Monday 28th November is predicted to be the busiest day of online retail trading of the year. Dubbed “Mega Monday” in the UK, or “Cyber Monday” in the US, it falls on the Monday following the Thanksgiving celebration. This online shopping phenomenon is driven by Americans returning to work and buying items that they’ve seen advertised over the holiday weekend. As a result, many online retailers put campaigns and incentives in place in the run up to Cyber Monday and this has led to European and UK sales also being boosted at this time.
Last year, according to the Interactive Media in Retail Group (
IMRG), British shoppers spent
£831,000 online in a single minute on Mega Monday.
According to IMRG, the UK is the largest e-tail economy in Europe, with 37 million British people regularly shopping online. In fact the peak trading from Mega Monday stretches into Monday 5th December, when most people have received their last payslip before Christmas and start their online shopping in earnest.

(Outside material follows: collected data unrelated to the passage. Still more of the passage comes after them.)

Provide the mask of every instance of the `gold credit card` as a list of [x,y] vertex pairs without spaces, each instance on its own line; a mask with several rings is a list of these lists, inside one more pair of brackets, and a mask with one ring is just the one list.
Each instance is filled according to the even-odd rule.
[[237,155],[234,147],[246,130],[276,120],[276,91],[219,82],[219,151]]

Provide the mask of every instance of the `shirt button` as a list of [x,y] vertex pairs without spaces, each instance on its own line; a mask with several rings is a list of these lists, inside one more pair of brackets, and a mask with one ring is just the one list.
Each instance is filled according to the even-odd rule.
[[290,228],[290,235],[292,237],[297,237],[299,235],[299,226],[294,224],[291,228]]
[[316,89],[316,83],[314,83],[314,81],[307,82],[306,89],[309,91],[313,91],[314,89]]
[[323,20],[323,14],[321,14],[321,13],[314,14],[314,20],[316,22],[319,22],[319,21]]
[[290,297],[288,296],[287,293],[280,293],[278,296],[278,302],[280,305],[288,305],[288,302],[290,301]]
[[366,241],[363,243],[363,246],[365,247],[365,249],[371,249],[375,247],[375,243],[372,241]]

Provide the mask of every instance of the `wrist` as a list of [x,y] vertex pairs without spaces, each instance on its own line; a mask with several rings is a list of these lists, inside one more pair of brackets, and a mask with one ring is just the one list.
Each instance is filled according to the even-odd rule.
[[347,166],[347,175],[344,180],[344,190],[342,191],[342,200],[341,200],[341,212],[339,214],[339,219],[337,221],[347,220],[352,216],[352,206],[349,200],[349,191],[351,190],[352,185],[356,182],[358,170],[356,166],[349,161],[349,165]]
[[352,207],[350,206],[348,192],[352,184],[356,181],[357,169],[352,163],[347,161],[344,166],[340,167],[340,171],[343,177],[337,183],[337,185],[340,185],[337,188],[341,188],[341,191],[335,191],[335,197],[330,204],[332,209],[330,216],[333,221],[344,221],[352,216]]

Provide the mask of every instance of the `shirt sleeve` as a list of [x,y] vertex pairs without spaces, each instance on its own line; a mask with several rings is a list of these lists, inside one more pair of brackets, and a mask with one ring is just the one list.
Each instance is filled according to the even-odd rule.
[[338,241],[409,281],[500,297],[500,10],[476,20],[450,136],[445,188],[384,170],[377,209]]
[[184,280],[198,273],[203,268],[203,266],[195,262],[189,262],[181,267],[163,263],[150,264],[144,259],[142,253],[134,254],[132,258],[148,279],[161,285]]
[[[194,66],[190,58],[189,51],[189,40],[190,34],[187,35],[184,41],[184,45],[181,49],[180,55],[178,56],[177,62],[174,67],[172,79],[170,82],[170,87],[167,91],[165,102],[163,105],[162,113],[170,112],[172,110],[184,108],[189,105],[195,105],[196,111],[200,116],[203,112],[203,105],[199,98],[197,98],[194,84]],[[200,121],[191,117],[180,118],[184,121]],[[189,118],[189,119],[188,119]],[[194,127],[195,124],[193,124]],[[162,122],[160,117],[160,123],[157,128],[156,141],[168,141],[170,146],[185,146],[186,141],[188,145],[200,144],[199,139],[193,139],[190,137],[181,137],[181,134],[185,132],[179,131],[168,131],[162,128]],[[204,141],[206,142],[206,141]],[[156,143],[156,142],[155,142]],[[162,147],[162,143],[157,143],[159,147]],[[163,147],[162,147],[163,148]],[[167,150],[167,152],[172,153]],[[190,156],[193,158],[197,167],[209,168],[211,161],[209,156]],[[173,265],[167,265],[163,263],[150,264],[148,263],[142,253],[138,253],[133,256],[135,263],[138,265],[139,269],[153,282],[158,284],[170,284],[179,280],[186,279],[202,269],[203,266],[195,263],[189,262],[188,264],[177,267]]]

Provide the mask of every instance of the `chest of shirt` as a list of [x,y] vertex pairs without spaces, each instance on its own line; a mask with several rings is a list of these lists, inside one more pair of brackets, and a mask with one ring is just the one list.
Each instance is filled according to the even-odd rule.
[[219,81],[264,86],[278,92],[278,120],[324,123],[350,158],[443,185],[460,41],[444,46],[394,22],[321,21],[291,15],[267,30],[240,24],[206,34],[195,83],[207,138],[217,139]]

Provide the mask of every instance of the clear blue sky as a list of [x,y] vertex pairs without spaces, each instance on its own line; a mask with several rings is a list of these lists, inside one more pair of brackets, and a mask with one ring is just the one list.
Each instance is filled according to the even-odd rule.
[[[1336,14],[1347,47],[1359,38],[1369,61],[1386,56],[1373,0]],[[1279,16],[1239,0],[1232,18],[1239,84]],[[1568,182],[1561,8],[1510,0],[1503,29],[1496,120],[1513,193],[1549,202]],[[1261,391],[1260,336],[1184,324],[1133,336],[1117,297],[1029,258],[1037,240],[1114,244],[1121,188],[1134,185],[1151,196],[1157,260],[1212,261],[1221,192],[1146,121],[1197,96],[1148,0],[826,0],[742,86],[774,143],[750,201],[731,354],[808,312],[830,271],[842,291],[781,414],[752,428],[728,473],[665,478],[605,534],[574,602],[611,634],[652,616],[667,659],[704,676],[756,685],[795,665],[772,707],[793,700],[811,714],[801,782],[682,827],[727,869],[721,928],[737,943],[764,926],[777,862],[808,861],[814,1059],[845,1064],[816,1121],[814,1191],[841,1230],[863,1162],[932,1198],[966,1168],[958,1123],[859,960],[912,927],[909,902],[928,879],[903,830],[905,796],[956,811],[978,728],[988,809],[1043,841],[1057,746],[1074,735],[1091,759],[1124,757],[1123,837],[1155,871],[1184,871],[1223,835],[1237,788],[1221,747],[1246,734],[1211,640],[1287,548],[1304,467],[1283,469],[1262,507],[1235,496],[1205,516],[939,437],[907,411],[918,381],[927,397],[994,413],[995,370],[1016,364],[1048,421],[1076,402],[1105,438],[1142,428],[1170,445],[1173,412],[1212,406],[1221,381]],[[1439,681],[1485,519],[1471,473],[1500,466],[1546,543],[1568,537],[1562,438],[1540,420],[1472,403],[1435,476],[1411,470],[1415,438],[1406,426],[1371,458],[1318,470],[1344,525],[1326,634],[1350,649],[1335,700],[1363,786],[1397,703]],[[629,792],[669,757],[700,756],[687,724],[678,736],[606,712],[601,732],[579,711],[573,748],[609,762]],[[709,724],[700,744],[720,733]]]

To support all these real-time transactions requires a robust server infrastructure offering high availability, backed up by good bandwidth.
Witness the disruption caused on 4th November 2011, when a mainframe at HSBC failed, preventing customers from accessing online accounts, or being able to use debit cards or ATMs for 12 hours. Just 24 hours later, after a major IT system update, RBS suffered an outage that locked customers out of their online accounts over the weekend.
Even if a site doesn’t go down completely, a delay in page loading can impact user experience and damage online trade. According to Site Confidence, last year during Mega Monday’s peak trading periods, some e-tail sites slowed to a crawl, with web pages taking up to 24 seconds to load. This delay caused some customers to abandon their shopping carts and surf to competitors’ websites.
If this happens, the impacted retailer may not gain any return on their investment in promotional activity in the run up to Mega Monday.
Poor preparation and testing of data centre infrastructure can lead to degraded end-user experience when Web servers come under heavy load. To prevent this type of system failure, during the current peak online trading period, data centre operators need to apply close monitoring to transaction application performance. They must also have failover and incident response plans.
We advise ongoing application performance management (APM), to help retailers avoid the situation where traditional infrastructure monitoring tools are reporting that applications are running normally, but users are complaining of slow web page refreshes, or simply abandoning carts. Using application performance monitoring tools that deliver end-to-end visibility of your current environment, your organisation can quickly isolate fault domains and identify the true cause of application performance issues, down to component level. This helps shave valuable minutes off your mean time to recovery, so that sales and brand reputation are not impacted during peak trading periods.